We are seeing increasing guidance from Global Health Authorities, ISO, and ICH on the need for companies outsourcing their responsibilities to third parties to not only have written Quality Agreements and/or Pharmacovigilance Agreements but also establish and document the processes in place to maintain oversight and accountability for their outsourced service providers.
Key Documents Governing Third-Party Relationships

The relationship’s basis is framed in two key documents: the Supply Agreement and the Quality Agreement.
A Pharmacovigilance (PV) Agreement may also be required for third parties potentially impacting pharmacovigilance (e.g., receiving adverse events or product quality complaints from patients, healthcare practitioners, or customers).
- The Supply Agreement is typically managed between the Supply Chain teams in both organizations.
- The quality teams in both organizations manage the Quality Agreement.
- If a separate PV Agreement is required, it is managed between the QA Unit supporting Medical Safety/Pharmacovigilance and the third party.
The Role of the Quality Agreement
The Quality Agreement spells out each party’s detailed Responsibilities and Accountability and when either organization needs to be Consulted or Informed. It may also define which party is the final Decision-maker in specific circumstances.

Many companies include a RACI/RACID document as an attachment to the Quality Agreement to delineate roles:
- R – Responsible
- A – Accountable
- C – Consulted
- I – Informed
- D – Decision-maker (if applicable)
Specific timeframes may be established for critical quality responsibilities. For example, the Quality Agreement may specify that a Third-Party Manufacturer must complete a manufacturing site investigation within 30 days for a quality complaint.
The Challenge of Getting the Quality Agreement Signed
Completing a Quality Agreement and obtaining required approval signatures can take weeks to months.
I have seen multiple ISO Audit Reports or Health Authority Audit Reports citing the lack of a signed Quality Agreement between a company and a third-party manufacturer.
Teams often claimed that the agreement was “in draft” at the time of the audit. However, when asked how long the document had been in a draft, the response was usually months to years.
The Greater Challenge: Executing the Quality Agreement
Getting the Quality Agreement signed is only the beginning—the real challenge is executing it effectively.
For example, most Quality Agreements require that any changes potentially impacting the product be communicated before implementation:
- If a Third-Party Manufacturer makes a change, they must notify the company.
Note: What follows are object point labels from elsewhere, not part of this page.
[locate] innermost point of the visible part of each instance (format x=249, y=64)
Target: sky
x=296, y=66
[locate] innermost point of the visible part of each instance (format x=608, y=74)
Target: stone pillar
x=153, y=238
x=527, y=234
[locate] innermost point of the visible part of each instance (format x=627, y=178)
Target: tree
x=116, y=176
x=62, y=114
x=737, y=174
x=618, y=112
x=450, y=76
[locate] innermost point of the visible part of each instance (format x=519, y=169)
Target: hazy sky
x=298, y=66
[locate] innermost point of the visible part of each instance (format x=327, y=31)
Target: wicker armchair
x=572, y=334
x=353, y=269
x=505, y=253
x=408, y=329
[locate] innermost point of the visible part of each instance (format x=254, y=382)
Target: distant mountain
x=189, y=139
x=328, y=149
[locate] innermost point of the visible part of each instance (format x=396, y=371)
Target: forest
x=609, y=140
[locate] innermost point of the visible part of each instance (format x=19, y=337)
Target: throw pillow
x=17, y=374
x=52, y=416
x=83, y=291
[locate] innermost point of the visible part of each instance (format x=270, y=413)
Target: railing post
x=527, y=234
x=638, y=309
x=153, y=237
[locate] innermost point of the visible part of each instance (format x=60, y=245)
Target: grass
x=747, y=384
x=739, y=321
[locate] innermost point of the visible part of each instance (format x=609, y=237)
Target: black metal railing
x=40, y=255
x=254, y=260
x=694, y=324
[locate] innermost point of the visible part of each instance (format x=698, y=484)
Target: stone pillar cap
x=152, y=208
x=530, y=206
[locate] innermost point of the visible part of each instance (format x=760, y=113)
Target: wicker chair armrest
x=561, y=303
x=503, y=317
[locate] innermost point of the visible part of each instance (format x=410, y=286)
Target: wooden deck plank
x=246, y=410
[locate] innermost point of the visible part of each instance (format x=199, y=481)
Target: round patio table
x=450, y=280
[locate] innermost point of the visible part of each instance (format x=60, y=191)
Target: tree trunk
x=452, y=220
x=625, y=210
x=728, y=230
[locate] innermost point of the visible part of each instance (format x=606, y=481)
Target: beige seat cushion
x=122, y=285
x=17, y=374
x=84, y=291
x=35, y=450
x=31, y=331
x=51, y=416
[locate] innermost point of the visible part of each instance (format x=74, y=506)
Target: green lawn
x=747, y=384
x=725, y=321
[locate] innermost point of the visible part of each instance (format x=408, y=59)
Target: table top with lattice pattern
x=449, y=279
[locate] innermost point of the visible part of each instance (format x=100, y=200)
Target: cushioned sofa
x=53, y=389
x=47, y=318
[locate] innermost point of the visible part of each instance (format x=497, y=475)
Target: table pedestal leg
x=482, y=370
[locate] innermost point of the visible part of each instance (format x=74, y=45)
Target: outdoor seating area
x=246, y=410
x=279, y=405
- If the company changes Specifications or Test Methods, they must notify the Third-Party Manufacturer.
This falls under Management of Change (Change Control), one of many quality systems that must function smoothly. Other key QA systems requiring coordination include:
- Annual Product Reviews for drug products
- Annual Marketed Product Stability Testing Results
- Test Method Validation and Transfers
- Deviation Reports for non-conforming lots/batches
- Corrective and Preventive Actions (CAPA)
- Quality Complaint Investigations
- Design Control Documentation (for medical devices)
Executing these processes in a consistent, robust manner is highly complex.
At Its Worst…
At its worst, the Quality Agreement is approved, filed, and forgotten until:
- An audit request surfaces it, or
- A significant quality issue arises, forcing the two companies to resolve the problem together.
In many cases, the execution of the Quality Agreement relies heavily on human-driven processes and outdated tools, such as:
- Emails containing critical information buried in long threads
- Weekly conference calls between a few mid-level Quality staff members
- Hundreds of emails exchanged across multiple Third-Party Manufacturers
This approach increases the risk of miscommunication, leading to:
- Costly errors impacting product supply
- Delays in patient/consumer access
- Financial losses
- Breakdown in trust between the companies
At Its Best…
At its best, companies implement lean, portal-based technical solutions that:
- Enable seamless information exchange
- Provide workflow approvals for various document types
- Establish shared metrics
- Foster collaboration between competent Quality staff in both organizations
This approach strengthens business relationships and enhances quality compliance execution.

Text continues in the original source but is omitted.